Paranoie deliranti al punto che si era messo, una volta, a tagliare il materasso della camera da letto nella convenzione che la moglie si fosse nascosta dentro. La mamma era una donna sottomessa. Sempre in casa, non parlava una parola di italiano. E lui, Ossama, nonostante le mille difficoltà della vita, non si era mai perso d’animo. Spesso le sue notti le trascorreva in bianco proprio a difendere la mamma, da tanto era preoccupato che potesse accaderle qualcosa. Dopo le scuole elementari e medie ad Ossona stava continuando gli studi. Si recava spesso ai servizi sociali o alla polizia locale a chiedere consigli. Ad Ossona era integrato. Aveva tanti amici e non aveva mai dato il minimo problema. Spesso era lui a fare da interprete per la mamma che non sapeva l’italiano. Ma allora, cos’è successo nella vita di questo ragazzo per entrare nel circuito tremendo della radicalizzazione? Naturalmente nessuno può saperlo. Fino al 2017 ha vissuto ad Ossona. Poi si è trasferito con la famiglia a Cerano, piccolo comune del novarese.

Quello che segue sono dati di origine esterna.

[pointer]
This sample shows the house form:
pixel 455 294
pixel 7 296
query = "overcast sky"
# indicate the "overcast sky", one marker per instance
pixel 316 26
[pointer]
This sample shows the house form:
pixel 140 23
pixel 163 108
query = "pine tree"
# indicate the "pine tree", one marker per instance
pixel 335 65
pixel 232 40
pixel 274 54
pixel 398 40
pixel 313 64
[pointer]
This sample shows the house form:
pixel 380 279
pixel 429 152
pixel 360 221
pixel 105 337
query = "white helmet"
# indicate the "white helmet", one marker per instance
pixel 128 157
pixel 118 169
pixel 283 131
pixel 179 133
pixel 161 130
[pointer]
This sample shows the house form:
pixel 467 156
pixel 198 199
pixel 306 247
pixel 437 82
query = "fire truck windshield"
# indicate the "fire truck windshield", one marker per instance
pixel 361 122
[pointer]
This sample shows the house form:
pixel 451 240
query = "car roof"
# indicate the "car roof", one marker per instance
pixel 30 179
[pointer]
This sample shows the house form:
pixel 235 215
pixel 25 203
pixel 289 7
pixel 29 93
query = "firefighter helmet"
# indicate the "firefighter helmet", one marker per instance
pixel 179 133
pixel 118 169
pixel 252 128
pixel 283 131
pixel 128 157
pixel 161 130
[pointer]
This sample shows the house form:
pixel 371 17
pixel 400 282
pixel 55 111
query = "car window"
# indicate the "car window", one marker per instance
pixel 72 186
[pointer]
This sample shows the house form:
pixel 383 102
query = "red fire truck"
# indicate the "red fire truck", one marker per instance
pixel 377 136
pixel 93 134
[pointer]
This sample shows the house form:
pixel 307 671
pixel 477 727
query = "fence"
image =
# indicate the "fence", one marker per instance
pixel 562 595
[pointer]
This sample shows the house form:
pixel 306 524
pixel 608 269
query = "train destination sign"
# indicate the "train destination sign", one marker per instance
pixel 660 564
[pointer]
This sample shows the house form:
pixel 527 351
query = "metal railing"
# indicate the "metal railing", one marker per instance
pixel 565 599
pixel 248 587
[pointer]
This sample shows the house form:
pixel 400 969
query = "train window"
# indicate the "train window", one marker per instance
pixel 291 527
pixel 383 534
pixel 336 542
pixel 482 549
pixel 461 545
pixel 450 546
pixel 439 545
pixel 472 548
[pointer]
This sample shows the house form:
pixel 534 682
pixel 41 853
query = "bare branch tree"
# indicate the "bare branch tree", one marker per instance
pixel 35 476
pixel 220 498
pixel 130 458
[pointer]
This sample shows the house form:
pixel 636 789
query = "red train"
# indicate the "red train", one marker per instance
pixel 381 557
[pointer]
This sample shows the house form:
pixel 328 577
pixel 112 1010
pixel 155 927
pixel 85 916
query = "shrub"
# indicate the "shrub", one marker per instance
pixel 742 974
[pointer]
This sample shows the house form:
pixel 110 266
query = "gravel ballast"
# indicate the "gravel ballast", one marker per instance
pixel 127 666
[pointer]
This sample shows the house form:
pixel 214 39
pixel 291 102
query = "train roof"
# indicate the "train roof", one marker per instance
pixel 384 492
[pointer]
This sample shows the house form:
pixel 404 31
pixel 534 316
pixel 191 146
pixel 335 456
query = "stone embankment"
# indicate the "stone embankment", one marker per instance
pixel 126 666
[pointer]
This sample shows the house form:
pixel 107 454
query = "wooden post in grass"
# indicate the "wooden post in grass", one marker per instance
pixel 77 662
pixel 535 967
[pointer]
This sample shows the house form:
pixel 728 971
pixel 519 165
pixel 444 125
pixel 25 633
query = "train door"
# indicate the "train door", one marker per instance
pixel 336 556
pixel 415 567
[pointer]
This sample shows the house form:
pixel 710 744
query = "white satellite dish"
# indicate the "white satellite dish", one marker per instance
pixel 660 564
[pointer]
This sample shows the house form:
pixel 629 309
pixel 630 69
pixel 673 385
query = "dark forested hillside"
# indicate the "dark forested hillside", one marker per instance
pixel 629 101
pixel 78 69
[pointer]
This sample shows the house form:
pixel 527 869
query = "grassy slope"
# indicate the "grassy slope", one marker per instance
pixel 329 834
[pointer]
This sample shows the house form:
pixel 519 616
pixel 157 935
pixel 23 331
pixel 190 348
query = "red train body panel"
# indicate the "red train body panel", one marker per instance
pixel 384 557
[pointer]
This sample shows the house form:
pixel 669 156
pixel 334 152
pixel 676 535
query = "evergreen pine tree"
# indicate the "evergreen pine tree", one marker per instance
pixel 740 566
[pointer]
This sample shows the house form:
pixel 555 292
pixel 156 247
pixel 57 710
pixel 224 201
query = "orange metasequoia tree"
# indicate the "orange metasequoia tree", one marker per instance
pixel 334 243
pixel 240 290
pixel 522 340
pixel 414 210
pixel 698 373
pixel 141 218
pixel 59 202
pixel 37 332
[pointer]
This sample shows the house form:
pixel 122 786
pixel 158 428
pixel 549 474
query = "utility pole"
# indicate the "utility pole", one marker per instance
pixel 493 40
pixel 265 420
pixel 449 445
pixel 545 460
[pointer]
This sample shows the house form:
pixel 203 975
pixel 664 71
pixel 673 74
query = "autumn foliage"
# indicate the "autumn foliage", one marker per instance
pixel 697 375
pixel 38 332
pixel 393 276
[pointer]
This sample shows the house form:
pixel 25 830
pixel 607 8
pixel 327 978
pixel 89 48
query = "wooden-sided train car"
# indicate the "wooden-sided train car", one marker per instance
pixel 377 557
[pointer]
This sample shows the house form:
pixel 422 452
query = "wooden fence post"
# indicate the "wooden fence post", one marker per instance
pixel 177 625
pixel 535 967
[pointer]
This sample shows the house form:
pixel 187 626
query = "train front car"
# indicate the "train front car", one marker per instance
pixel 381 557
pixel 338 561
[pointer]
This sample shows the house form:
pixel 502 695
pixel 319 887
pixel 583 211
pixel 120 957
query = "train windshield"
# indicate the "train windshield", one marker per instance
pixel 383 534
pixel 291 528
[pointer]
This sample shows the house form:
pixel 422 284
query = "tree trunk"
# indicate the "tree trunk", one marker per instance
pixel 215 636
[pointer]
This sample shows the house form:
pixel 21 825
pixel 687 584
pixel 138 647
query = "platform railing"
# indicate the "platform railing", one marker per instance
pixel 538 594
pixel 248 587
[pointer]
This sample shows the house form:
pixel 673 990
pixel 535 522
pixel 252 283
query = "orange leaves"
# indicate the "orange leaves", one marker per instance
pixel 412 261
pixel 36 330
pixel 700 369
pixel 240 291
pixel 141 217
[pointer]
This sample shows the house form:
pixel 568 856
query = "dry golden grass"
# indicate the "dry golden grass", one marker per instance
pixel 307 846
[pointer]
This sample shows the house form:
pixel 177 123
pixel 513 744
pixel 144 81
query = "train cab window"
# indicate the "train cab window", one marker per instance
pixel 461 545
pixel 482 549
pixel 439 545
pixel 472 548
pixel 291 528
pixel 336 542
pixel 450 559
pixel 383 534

Dove, evidentemente, ha incontrato delle difficoltà. Tolto ad un ambiente nel quale si riconosceva potrebbe avere incontrato tanti problemi in un altro luogo di vita. E allora ecco che inneggiare all’Isis su Facebook, cercare materiale relativo ai combattimenti in corso in Siria, studiare le tecniche del kamikaze, potrebbe essere diventata, per lui, una valvola di sfogo. Un qualcosa in cui credere. Riuscirà il carcere a fargli capire che stava intraprendendo una strada completamente sbagliata? Anche questa domanda è destinata a rimanere, per il momento, senza risposta.